Silica City, la ville du futur en Guyane
S'il est vrai que la Guyane n'est encore qu'à la 108e place de l'indice de développement humain selon les paramètres de l'ONU, il est également vrai que les politiques locaux ne manquent pas d'ambitions : réduire les inégalités et garantir à l'ensemble de la population un niveau de vie adéquat. L’éducation et les soins de santé dans la région de Georgetown semblent pour l’instant moins importants que l’imagination et la création de villes futuristes. En effet, depuis environ un an, le gouvernement affirme clairement que la priorité est de surfer sur la vague et annonce un projet impensable il y a quelques années encore : construire de toutes pièces. la ville du futur, une ville intelligente propulsée par Énergie 100% propre. La ville devrait s'appeler Ville de silice et la zone choisie est celle proche du petit village de Kuru Kururu. Les travaux ont déjà commencé et les 100 premières maisons devraient être prêtes prochainement, comme l'avait promis le président Irfaan Ali l'année dernière. Toutefois, il ne manque pas controverse. Tout d'abord, la presse locale accuse le gouvernement de manquer de transparence : des contrats ont été annoncés, pour l'instant, pour l'équivalent de seulement 10 millions de dollars, un peu bas pour un projet aussi pharaonique, avoué et non assuré qu'il sera véritablement pharaonique. .

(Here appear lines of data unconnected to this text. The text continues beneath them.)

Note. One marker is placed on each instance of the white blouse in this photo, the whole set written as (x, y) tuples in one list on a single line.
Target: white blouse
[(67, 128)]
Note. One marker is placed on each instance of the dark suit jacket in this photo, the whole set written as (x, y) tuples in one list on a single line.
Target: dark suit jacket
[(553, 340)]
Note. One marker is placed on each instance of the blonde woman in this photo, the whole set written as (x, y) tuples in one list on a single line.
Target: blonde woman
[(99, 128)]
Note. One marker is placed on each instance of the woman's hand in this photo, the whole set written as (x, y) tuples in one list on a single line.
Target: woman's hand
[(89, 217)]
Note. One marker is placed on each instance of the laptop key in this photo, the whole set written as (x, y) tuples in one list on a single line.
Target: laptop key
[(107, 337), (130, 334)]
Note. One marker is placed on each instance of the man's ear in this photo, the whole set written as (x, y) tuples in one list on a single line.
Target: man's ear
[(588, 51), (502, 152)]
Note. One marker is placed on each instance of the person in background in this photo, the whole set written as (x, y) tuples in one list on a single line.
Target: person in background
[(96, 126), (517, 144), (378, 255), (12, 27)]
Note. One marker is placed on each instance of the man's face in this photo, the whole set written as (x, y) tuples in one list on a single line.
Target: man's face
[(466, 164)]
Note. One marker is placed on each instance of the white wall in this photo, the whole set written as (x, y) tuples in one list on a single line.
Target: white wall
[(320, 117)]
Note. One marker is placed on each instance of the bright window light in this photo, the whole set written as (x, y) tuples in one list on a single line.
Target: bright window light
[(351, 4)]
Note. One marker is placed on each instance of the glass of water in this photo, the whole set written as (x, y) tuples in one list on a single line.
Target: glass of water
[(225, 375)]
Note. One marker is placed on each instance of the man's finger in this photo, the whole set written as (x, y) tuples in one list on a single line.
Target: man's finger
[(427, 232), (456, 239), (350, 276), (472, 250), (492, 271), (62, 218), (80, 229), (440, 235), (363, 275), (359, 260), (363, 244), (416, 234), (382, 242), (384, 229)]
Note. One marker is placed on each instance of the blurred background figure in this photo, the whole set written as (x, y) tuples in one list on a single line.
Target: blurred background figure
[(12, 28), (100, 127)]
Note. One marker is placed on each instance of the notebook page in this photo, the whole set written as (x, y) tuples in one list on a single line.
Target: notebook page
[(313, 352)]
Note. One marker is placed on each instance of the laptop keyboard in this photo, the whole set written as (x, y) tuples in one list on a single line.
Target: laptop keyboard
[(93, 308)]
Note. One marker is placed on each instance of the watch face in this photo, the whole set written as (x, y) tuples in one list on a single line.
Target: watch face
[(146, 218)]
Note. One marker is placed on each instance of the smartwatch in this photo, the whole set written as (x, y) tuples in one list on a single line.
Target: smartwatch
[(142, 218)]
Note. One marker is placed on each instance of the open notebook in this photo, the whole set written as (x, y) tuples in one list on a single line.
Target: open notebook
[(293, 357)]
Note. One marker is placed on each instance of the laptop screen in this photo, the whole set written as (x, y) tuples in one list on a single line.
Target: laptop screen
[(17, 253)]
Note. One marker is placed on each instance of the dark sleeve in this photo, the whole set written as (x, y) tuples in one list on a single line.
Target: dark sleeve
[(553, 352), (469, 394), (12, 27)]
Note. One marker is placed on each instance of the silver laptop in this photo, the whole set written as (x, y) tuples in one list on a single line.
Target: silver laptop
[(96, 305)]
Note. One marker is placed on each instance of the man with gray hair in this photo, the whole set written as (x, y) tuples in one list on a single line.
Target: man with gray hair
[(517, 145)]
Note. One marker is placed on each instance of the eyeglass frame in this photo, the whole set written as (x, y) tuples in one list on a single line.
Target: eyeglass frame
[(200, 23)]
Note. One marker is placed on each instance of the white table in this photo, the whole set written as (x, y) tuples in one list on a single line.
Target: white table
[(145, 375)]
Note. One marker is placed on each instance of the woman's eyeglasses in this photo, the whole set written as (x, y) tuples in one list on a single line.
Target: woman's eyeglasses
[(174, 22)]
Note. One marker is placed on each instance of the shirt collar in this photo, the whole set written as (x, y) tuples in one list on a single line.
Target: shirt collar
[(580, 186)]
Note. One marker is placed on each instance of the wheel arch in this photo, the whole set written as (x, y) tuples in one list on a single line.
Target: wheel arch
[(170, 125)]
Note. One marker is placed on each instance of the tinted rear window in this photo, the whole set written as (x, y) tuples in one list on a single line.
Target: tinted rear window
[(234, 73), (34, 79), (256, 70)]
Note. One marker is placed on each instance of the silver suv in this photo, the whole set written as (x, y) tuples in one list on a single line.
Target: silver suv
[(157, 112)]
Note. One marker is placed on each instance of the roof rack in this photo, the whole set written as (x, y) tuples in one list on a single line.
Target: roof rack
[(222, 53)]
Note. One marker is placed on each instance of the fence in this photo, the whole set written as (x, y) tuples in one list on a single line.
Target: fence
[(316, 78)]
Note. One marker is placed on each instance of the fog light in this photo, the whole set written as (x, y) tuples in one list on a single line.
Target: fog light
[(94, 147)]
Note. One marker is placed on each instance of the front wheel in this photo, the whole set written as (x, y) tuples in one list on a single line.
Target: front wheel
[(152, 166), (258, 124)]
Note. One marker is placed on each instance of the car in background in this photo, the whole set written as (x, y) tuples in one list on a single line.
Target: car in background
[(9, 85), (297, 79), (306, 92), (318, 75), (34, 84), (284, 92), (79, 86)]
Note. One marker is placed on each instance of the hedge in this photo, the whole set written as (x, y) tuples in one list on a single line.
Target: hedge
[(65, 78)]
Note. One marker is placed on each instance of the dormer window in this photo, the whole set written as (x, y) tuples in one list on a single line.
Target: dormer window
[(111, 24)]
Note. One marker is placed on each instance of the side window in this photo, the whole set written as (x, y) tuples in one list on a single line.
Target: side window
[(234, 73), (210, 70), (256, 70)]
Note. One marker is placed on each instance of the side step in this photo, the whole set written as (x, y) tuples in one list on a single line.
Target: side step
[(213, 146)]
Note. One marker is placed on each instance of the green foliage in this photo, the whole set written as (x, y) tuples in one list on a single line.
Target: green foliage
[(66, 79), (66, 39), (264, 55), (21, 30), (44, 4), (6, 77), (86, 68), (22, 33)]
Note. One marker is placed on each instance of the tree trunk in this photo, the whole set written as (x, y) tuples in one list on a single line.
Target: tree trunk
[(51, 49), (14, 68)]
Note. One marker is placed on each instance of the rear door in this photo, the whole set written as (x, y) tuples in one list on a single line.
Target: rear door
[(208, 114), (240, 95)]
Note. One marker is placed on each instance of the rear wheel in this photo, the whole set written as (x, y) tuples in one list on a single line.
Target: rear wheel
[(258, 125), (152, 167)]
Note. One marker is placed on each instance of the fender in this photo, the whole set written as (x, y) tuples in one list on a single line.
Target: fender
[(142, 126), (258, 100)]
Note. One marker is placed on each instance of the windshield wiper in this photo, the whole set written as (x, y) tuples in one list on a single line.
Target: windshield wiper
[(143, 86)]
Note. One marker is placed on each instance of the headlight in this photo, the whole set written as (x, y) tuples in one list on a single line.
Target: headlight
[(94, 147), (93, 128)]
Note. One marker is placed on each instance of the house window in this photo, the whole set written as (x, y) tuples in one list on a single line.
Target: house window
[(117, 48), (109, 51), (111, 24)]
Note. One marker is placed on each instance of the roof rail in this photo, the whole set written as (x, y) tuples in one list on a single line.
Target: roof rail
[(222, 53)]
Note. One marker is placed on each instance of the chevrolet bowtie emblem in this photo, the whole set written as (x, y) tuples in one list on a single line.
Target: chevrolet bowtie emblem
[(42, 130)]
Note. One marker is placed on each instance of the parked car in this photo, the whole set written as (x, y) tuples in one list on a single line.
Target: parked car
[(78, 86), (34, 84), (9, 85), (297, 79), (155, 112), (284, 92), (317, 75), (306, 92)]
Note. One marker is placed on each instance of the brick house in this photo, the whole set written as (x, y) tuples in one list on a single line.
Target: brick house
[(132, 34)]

L’avenir vert payé avec le pétrole
Et puis, surtout, se pose la question deenvironnement. La Guyane est formellement un pays engagé contre le changement climatique, mais l'extraction de pétrole et de minéraux risque de mettre encore plus en danger un territoire déjà compliqué, étant donné que la capitale Georgetown, sur la côte, a été construite en dessous du niveau de la mer. Ce n’est pas un mystère que le réchauffement climatique provoque une élévation du niveau des océans, mettant en danger la survie des villes côtières, en particulier celles qui s’élèvent littéralement au-dessus de l’eau, comme Venise, Amsterdam, New York et, bien sûr, Georgetown. Silica City répondrait précisément à ce besoin : construire un nouveau centre urbain 40 km plus au sud, à l'abri des risques d'inondation, voire de naufrage. Mais il sera construit avec l'argent de huile et activités minières.